# Carbonated



## spunk (Sep 5, 2014)

What makes some beer more carbonated than others. I plan to make some someday. I make wine but want to venture to beer making someday I like the less carbonated smooth beers. Really sometimes all that carbonation in beer I buy bothers my belly. I really like trying the craft beers.i would try to use real additives I think maybe part of my problem is the natural flavorings at which could be anything.thanks


----------



## maurtis (Sep 5, 2014)

Beer is usually brewed flat (like wine) and then carbonated. If kegging, you can carbonate with CO2 or nitrogen. If bottling, you add priming sugar to your bottling bucket, rack the beer onto it, then bottle. The residual yeast in the beer uses that priming sugar to create a little more alcohol and CO2, the carbonation.

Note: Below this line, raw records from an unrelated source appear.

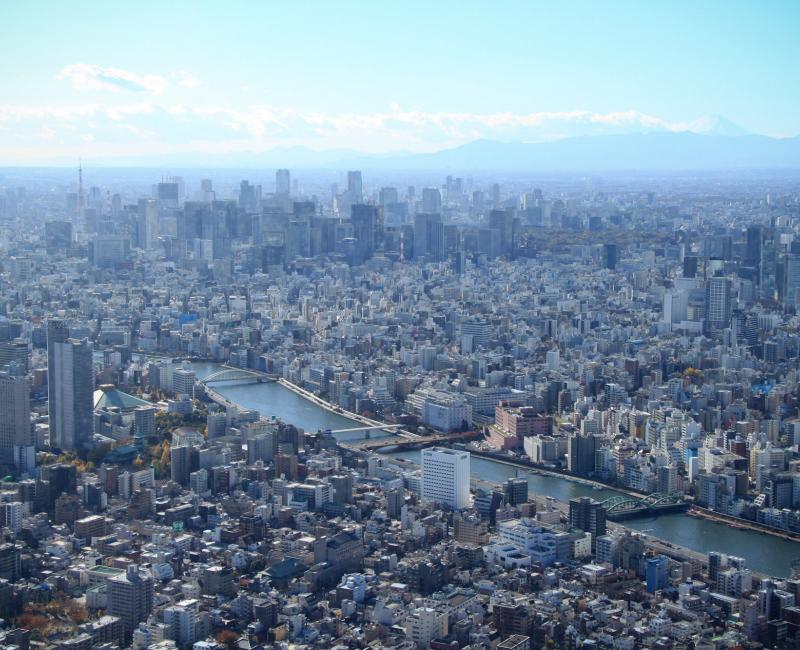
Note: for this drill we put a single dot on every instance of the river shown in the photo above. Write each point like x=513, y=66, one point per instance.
x=764, y=553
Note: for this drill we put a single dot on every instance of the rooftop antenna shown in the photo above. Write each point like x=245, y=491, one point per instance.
x=80, y=187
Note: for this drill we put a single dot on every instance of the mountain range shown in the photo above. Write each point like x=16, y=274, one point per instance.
x=720, y=149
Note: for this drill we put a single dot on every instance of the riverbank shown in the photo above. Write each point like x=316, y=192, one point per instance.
x=338, y=410
x=656, y=544
x=741, y=523
x=533, y=467
x=699, y=534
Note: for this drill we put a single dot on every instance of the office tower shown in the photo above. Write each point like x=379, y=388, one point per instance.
x=16, y=435
x=657, y=573
x=147, y=224
x=502, y=221
x=186, y=623
x=130, y=597
x=428, y=236
x=70, y=383
x=364, y=219
x=342, y=485
x=260, y=447
x=588, y=515
x=690, y=266
x=395, y=499
x=790, y=281
x=15, y=352
x=168, y=194
x=431, y=200
x=53, y=481
x=388, y=196
x=144, y=421
x=183, y=382
x=108, y=250
x=445, y=477
x=206, y=190
x=516, y=491
x=13, y=515
x=580, y=454
x=354, y=188
x=283, y=182
x=249, y=196
x=610, y=256
x=198, y=481
x=754, y=245
x=10, y=562
x=57, y=236
x=719, y=303
x=183, y=460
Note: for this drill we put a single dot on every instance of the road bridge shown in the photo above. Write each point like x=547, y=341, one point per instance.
x=234, y=373
x=625, y=506
x=408, y=442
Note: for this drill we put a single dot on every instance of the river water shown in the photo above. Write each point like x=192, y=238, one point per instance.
x=764, y=553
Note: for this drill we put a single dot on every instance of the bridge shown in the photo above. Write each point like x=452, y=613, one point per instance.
x=233, y=373
x=623, y=507
x=407, y=442
x=377, y=427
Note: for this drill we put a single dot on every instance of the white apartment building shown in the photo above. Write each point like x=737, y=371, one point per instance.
x=445, y=477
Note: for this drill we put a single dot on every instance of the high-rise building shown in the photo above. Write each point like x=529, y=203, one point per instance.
x=183, y=382
x=580, y=454
x=719, y=303
x=516, y=491
x=657, y=573
x=70, y=383
x=13, y=515
x=130, y=597
x=186, y=622
x=428, y=236
x=431, y=200
x=16, y=434
x=588, y=515
x=283, y=182
x=147, y=224
x=15, y=352
x=57, y=236
x=354, y=188
x=144, y=421
x=364, y=219
x=445, y=477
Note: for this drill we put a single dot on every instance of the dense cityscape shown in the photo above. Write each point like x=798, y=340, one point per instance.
x=345, y=325
x=454, y=344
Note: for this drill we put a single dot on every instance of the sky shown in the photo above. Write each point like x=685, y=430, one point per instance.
x=106, y=79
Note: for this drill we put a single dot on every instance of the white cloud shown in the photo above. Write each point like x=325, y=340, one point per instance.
x=87, y=76
x=187, y=80
x=165, y=127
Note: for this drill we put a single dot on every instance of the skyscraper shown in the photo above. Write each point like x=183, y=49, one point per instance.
x=130, y=597
x=16, y=435
x=445, y=477
x=354, y=188
x=428, y=236
x=588, y=515
x=283, y=182
x=718, y=303
x=70, y=383
x=431, y=200
x=364, y=218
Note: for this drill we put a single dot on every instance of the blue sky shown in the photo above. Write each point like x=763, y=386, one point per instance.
x=117, y=78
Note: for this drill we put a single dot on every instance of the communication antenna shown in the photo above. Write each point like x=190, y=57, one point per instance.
x=80, y=187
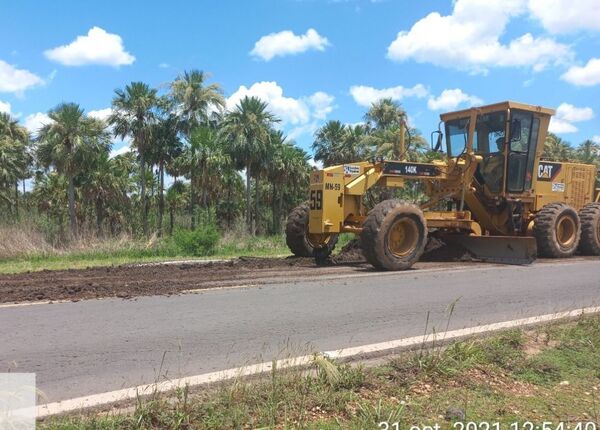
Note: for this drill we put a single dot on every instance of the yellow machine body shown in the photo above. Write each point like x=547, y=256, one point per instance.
x=493, y=176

So you can tune the amount of carbonation in the bottle by using more or less priming sugar.


----------



## BernardSmith (Sep 5, 2014)

When I make beer I usually add a scant 1 oz sugar per gallon but as Maurtis says there is no law that you need to carbonate that much. If you make your own beer you can decide to ignore carbonation altogether or you can try carbonating with say 12 gms / gallon (an ounce is about 24gms) or 18 or 6 or ??? Alternatively, you can use standard carbonating practice, pour your beer but allow it to sit open in the glass for fifteen - thirty minutes before you drink it - much of the CO2 will have flown the coop.


----------



## spunk (Sep 6, 2014)

Thanks I have a lot of reading to do before I jump into this. Last winter I saw a gal kit to make beer. Midwest wine I think. Maybe a good way to start?


----------



## Boatboy24 (Sep 7, 2014)

spunk said:


> Thanks I have a lot of reading to do before I jump into this. Last winter I saw a gal kit to make beer. Midwest wine I think. Maybe a good way to start?



Not the most economical, but I think it's a good way. Check out Brooklyn Brew Shop too. They've got a nice selection of all grain, 1 gallon kits. I do a few each year.


----------